An incandescent light bulb radiates at a rate of \(60.0 \mathrm{W}\) when the temperature of its filament is \(2820 \mathrm{K}\). During a brownout (temporary drop in line voltage), the power radiated drops to \(58.0 \mathrm{W} .\) What is the temperature of the filament? Neglect changes in the filament's length and cross-sectional area due to the temperature change. (tutorial: light bulb)

Short answer

Answer: The approximate temperature of the filament during the brownout is 2790 K.

Step-by-step solution

Write down the Stefan-Boltzmann's Law formula relating power and temperature

We will use the Stefan-Boltzmann's Law formula which relates power and temperature: \(P = \sigma AeT^4\)

Find the ratio of the power radiated during the brownout to the original power radiated

Find the ratio of the power radiated during the brownout (\(P_{2} = 58.0 \mathrm{W}\)) to the original power radiated (\(P_{1} = 60.0 \mathrm{W}\)): \(\frac{P_{2}}{P_{1}} = \frac{58.0}{60.0}\)

Calculate the ratio of the temperature to the fourth power

Since we are neglecting changes in the filament's length, cross-sectional area, and emissivity, we can express the ratio of temperatures as \(\frac{T_2^4}{T_1^4}\), where \(T_1\) is the initial temperature and \(T_2\) is the temperature during the brownout. Using the ratio of the powers, we can write: \(\frac{T_2^4}{T_1^4} = \frac{P_2}{P_1} = \frac{58.0}{60.0}\)

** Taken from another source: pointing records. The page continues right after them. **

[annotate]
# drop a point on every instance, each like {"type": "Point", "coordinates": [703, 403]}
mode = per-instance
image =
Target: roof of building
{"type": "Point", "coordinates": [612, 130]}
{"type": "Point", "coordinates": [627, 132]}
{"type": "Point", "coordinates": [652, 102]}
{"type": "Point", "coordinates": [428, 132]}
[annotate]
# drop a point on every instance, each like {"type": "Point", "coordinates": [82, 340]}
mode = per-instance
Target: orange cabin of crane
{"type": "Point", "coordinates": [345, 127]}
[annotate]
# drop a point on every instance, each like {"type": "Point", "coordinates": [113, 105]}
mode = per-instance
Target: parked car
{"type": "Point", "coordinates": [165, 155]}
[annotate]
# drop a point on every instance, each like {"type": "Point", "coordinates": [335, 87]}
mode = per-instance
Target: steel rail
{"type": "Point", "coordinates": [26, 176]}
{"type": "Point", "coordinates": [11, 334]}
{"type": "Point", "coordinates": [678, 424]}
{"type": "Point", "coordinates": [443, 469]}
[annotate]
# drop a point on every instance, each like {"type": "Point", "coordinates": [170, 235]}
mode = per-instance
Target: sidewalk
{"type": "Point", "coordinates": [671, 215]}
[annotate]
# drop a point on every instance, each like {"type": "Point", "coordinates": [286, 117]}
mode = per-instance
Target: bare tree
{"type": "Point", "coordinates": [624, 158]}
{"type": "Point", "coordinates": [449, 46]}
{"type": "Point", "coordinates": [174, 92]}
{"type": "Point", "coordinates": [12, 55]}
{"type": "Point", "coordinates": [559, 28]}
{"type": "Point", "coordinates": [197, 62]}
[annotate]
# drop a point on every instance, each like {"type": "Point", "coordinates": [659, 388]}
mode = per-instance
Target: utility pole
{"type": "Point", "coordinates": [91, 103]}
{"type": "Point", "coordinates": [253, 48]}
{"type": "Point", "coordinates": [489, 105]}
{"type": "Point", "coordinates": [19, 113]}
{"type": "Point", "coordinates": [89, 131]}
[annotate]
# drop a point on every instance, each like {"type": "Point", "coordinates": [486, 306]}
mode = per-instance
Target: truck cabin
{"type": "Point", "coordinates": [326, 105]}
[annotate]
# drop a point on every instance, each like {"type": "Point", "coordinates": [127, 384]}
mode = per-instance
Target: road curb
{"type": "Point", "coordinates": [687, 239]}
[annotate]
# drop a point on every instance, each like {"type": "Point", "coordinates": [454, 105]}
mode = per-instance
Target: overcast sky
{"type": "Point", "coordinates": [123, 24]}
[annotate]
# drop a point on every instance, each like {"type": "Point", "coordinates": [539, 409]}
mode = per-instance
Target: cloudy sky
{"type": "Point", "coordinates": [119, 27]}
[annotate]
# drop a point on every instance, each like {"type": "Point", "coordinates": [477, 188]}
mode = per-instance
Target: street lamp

Find the temperature during the brownout

In order to find the temperature of the filament during the brownout (\(T_2\)), we can use the following equation with the known initial temperature (\(T_1 = 2820 \mathrm{K}\)): \(T_2^4 = \frac{58.0}{60.0}T_1^4\) Now, solve for \(T_2\): \(T_2 = \sqrt[4]{\frac{58.0}{60.0}(2820)^4} = 2790 \mathrm{K}\) The temperature of the filament during the brownout is approximately \(2790 \mathrm{K}\).